Chapter 13 NIDS

A network independent step-size(NIDS) algorithm 13.1(Li, Shi, and Yan 2019) can deal with the problem \[\begin{equation} \underset{x\in\mathbb{R}^p}{\min}f(x):= \frac{1}{n}\sum_{i=1}^n(s_i(x)+r_i(x)) \tag{13.1} \end{equation}\]

where \(s_{i}: \mathbb{R}^{p} \rightarrow \mathbb{R} \text { and } r_{i}: \mathbb{R}^{p} \rightarrow \mathbb{R} \cup\{+\infty\}\) both are known by agent \(i\) only. \(s_i\) is differentable and has a Lipschitz continuous gradient, and \(r_i\) is proximable, i.e. its proximal mapping \[ \operatorname{prox}_{\lambda r_{i}}(y)=\underset{x \in \mathbb{R}^{p}}{\arg \min }\quad \lambda r_{i}(x)+\frac{1}{2}\|x-y\|^{2} \] has a closed-form or can be computed easily.

By allowing the exchanges of gradient adapted estimations, NIDS achieves the network independent step-size. NIDS also obtains sublinear convergence rate for the convexity assumption and linear convergence rate for strongly convexity assumption. The author claims they have reached the best possible performance of first-order algorithms for distributed optimization without acceleration and further improvements can be obtained by incorpporating Nesterov’s techniques.

Algorithm13.1 (NIDS)

  • Input mixing matrix \(W\), each agent initize its own step-size \(\alpha_i>0\), \(x_{i,0}\in\mathbb{R}^p\), and the same parameter \(c\). Each agent sets its mixing value \(\tilde w_{ij}:=c\alpha_iw_{ij}\), and \(\tilde w_{ii}=1-c\alpha_i+c\alpha_iw_{ii}\)

  • for k = 0, 1, 2, …

  • if k = 0

    • each agent i performs

    • \(z_{i,1} = x_{i,0}-\alpha_i\nabla s_i(x_{i,0})\)

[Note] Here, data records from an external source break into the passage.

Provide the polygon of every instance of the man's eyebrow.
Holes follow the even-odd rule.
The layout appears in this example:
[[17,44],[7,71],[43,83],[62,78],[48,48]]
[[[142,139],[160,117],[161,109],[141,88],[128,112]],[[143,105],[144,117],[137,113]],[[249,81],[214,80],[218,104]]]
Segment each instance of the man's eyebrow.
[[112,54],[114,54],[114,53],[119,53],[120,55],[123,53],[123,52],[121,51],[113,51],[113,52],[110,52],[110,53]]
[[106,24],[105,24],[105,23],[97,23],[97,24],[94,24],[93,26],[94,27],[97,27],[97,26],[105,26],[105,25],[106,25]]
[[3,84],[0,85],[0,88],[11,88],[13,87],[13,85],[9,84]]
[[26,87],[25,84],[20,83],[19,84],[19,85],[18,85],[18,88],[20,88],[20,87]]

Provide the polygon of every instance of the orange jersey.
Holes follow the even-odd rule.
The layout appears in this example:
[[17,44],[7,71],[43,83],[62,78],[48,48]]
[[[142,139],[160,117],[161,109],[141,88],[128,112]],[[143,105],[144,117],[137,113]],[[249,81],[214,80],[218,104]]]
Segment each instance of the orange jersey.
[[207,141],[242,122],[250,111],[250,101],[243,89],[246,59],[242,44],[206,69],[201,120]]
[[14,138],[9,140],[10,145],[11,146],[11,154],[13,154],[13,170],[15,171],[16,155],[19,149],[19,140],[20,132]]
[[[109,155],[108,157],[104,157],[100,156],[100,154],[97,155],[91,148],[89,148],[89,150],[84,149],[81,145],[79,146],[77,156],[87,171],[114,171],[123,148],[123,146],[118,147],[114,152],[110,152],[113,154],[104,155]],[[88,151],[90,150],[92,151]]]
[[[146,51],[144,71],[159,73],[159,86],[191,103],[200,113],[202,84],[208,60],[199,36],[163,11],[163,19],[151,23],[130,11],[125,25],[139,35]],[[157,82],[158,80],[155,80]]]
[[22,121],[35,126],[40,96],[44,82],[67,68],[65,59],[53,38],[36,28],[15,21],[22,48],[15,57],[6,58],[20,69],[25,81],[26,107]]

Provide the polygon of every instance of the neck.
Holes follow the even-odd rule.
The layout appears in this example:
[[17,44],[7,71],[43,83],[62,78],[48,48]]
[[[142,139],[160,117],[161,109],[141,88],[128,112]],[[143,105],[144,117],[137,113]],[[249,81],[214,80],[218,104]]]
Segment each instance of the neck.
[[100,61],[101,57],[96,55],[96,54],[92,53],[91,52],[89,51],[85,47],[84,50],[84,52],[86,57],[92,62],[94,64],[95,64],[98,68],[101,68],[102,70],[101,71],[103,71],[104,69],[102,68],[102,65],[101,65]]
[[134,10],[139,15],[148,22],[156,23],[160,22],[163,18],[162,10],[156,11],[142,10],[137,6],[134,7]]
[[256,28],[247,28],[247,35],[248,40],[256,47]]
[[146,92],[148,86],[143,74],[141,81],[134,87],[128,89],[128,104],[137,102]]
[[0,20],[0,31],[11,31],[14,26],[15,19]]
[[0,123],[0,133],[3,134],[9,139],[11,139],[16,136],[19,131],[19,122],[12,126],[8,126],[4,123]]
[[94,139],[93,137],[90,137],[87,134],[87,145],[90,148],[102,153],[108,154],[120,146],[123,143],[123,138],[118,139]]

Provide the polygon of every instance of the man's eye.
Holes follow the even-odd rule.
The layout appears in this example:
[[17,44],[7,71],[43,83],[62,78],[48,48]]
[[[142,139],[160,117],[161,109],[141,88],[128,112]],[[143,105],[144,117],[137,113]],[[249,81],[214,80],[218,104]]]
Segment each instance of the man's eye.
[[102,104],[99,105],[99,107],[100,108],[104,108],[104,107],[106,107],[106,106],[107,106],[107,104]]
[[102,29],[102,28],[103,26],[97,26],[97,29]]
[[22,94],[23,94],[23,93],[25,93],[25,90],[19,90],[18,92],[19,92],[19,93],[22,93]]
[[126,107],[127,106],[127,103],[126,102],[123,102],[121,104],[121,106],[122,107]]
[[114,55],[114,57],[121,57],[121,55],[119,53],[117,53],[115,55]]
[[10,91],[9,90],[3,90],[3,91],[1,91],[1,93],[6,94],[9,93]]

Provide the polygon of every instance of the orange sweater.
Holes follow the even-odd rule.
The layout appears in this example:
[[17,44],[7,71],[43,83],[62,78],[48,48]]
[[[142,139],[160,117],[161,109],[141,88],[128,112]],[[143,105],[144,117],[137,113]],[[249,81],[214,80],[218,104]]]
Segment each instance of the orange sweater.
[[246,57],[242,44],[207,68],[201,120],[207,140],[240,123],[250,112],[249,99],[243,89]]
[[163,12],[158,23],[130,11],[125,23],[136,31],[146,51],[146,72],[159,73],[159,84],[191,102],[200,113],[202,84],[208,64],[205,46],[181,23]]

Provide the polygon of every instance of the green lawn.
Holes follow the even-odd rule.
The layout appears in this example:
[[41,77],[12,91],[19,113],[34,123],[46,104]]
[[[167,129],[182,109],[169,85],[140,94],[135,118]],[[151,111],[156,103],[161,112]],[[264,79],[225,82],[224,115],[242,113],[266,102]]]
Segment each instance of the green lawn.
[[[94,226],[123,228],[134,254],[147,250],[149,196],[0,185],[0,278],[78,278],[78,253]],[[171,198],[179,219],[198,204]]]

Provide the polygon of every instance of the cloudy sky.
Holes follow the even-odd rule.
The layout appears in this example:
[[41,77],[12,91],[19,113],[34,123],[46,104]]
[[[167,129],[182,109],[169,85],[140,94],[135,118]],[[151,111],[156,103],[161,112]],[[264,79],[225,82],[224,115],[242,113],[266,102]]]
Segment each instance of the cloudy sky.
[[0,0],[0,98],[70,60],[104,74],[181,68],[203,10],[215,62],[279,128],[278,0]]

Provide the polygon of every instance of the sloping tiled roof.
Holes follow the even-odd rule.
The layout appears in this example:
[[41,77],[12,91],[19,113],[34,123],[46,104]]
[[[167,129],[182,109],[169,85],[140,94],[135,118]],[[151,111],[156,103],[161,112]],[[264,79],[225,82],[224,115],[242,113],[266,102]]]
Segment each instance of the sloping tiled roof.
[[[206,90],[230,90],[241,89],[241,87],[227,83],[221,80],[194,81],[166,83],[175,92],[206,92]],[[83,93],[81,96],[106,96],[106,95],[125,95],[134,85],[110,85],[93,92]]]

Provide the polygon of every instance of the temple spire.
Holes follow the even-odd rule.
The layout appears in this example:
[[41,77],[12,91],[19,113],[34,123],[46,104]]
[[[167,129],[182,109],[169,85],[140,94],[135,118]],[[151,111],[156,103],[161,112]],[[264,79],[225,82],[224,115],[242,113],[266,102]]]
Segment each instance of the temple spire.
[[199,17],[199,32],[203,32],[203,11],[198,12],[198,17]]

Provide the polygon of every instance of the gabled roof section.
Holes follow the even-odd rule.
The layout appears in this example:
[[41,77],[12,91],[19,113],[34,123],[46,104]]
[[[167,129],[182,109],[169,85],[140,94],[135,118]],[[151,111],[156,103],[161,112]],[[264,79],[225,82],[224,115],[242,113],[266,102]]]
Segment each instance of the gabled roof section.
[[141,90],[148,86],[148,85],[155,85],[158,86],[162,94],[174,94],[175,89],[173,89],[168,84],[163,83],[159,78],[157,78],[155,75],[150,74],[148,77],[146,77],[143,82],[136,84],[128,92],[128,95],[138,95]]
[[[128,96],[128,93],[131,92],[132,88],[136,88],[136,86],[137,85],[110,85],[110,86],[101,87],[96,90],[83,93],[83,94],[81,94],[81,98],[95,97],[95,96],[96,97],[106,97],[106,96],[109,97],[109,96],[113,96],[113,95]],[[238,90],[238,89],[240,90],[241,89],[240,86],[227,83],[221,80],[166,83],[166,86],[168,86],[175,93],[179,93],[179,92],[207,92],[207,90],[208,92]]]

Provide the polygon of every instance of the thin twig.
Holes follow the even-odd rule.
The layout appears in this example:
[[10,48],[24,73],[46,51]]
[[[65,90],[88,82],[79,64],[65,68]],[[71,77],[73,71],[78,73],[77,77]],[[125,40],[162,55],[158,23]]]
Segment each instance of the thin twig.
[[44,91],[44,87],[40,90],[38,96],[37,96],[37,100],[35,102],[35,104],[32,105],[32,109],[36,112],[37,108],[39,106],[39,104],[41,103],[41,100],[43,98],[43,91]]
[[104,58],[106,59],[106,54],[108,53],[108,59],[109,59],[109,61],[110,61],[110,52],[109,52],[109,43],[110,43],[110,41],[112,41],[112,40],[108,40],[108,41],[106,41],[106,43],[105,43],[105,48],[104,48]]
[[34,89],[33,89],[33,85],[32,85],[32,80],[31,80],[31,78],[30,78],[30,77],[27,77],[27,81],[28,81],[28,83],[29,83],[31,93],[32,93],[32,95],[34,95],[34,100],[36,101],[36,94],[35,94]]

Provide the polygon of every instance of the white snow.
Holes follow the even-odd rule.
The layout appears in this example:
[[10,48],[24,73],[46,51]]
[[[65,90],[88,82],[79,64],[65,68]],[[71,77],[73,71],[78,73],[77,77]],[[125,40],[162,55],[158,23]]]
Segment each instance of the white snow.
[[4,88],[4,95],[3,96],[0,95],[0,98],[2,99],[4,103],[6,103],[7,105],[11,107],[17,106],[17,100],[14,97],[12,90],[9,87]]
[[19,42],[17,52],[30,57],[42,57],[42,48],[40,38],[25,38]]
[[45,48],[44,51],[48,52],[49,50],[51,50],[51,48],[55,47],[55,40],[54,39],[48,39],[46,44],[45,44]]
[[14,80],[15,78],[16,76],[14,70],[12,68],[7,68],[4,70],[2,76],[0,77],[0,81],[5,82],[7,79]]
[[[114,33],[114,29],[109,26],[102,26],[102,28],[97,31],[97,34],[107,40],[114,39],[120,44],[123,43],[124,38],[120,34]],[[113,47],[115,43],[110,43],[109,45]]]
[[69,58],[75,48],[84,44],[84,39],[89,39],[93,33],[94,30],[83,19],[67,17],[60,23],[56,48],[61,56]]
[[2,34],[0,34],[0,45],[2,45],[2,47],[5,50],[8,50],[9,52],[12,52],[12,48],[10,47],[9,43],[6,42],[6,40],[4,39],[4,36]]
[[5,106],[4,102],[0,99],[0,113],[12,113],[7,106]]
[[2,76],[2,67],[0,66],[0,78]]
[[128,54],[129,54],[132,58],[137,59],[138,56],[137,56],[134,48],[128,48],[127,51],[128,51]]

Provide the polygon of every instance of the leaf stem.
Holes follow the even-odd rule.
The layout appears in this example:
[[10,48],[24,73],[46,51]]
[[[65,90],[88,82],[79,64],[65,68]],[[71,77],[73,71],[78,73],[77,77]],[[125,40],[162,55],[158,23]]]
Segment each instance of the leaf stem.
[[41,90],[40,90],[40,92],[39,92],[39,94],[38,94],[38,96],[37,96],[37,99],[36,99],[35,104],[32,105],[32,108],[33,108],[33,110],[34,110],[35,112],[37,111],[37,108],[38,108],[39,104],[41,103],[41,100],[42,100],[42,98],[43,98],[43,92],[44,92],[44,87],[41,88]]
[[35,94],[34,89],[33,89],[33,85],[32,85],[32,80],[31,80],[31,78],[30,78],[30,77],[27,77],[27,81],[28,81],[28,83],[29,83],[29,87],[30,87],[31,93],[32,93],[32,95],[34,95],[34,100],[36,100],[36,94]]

    • \(x_{i,1} = \mathrm{prox}_{\alpha_ir_i}(z_{i,1})\)

  • else

    • each agent i performs

    • \(z_{i, k+1} = z_{i,k}-x_{i,k}+\sum_{j=1}^n \tilde w_{ij}(2x_{j,k}-x_{j,k-1}-\alpha_j\nabla s_j(x_{j,k})+\alpha_j\nabla s_{j}(x_{j,k-1}))\)

    • \(x_{i,k+1} = \mathrm{prox}_{\alpha_ir_i}(z_{i,k+1})\)

When we choose \(C=0, B^{2}=c(I-\mathcal{A})(c \in \mathbb{R}), \text { and } \overline{\mathcal{A}}=I-B^{2}\) in formula (12.3) in chapter 12, we obtain the above algorithm 13.1. Moreover, let the parameter \(c=0.5\), NIDS is identical to the exact diffusion in chapter 11.

Let \(\Lambda=\mathrm{diag}(\alpha_1,...,\alpha_n)\), \(X_{k},Z_{k}\in\mathbb{R}^{n\times p}\), and \(\tilde W=I - c\Lambda(I-W)\), where \(c\) is chosen so that \(\Lambda^{-\frac{1}{2}}\tilde W\Lambda^{\frac{1}{2}}\) is positive semidefinite, i.e. \(\Lambda^{-\frac{1}{2}}\tilde W\Lambda^{\frac{1}{2}}\succcurlyeq \mathbf{0}\). Then the NIDS can be expressed as \[\begin{align} Z_{k+1} &= Z_k-X_k+\tilde W(2X_k-X_{k-1}-\Lambda \nabla s(X_k)+\lambda \nabla s(X_{k-1}))\\ X_{k+1} &= \underset{X \in \mathbb{R}^{n \times p}}{\arg \min } r(X)+\frac{1}{2}\left\|X-Z_{k+1}\right\|_{\Lambda-1}^{2} \tag{13.2} \end{align}\]

where the matrix norm for \(X\in\mathbb{R}^{n\times p}\), \(\Vert X\Vert^2_Q:=\mathrm{tr}(X^TQX)\) for any given symmetric matrix \(Q\in\mathbb{R}^{n\times n}\).

References

Li, Zhi, Wei Shi, and Ming Yan. 2019. “A Decentralized Proximal-Gradient Method with Network Independent Step-Sizes and Separated Convergence Rates.” IEEE Transactions on Signal Processing 67 (17). IEEE: 4494–4506.